We expect \(\boldsymbol{\hat{u}} \approx \frac{1}{\sqrt{n}} \left[\begin{array}{cc} \boldsymbol{1} \\ -\boldsymbol{1} \end{array}\right]\). To analyze the error, let

  • truth: \(\boldsymbol{M} = \mathbb{E} [\boldsymbol{A}] - \frac{p+q}{2} \boldsymbol{1}_n \boldsymbol{1}_n ^{\top} = \frac{p-q}{2} \left[\begin{array}{cc} \boldsymbol{1} \\ -\boldsymbol{1} \end{array}\right] [\boldsymbol{1} ^{\top} \ -\boldsymbol{1} ^{\top}]\)

  • observed: \(\widehat{\boldsymbol{M}} = \boldsymbol{A} - \frac{p+q}{2} \boldsymbol{1}_n \boldsymbol{1}_n ^{\top}\).

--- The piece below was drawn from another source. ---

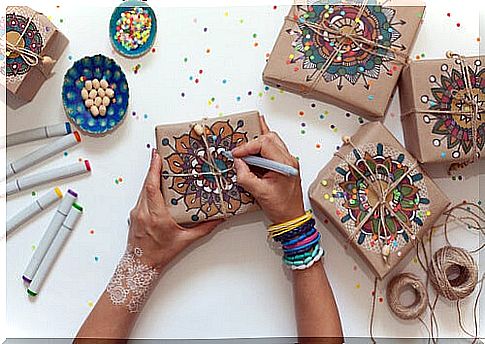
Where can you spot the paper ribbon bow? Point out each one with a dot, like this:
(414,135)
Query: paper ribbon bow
(31,58)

  • perturbation: \(\boldsymbol{H} = \widehat{\boldsymbol{M}} - \boldsymbol{M} = \boldsymbol{A} - \mathbb{E} [\boldsymbol{A} ]\).

By applying Davis-Kahan theorem to SBM and use the distance measure defined there, let \(r=1\), then

\[ \operatorname{dist}(\hat{\boldsymbol{u}}, \boldsymbol{u} ) = \left\| \hat{\boldsymbol{u}} \hat{\boldsymbol{u}}^{\top} - \boldsymbol{u} \boldsymbol{u} ^{\top}\right\|_2 \le \frac{\left\| \boldsymbol{A} - \mathbb{E} [\boldsymbol{A} ] \right\| }{\frac{p-q}{2} n - 0 - \left\| \boldsymbol{A} - \mathbb{E} [\boldsymbol{A}] \right\| } \]

Hence if \(p \gg q\), then the error is low. Can we quantify \(\left\| \boldsymbol{A} - \mathbb{E} [\boldsymbol{A} ] \right\|\)? By Bernstein inequality, for \(p > q \ge \frac{b \log n}{n}\),

\[ \frac{\left\| \boldsymbol{A} - \mathbb{E} [\boldsymbol{A} ] \right\| }{\frac{p-q}{2} n - \left\| \boldsymbol{A} - \mathbb{E} [\boldsymbol{A}] \right\|} \le \mathcal{O} \left( \frac{\sqrt{np \log n}}{(p-q)n} \right) \]

Therefore, when \((p-q)n \gg \sqrt{n p \log n}\), discretizing \(\boldsymbol{\hat{u}}\) approximately recover \(\boldsymbol{u}\).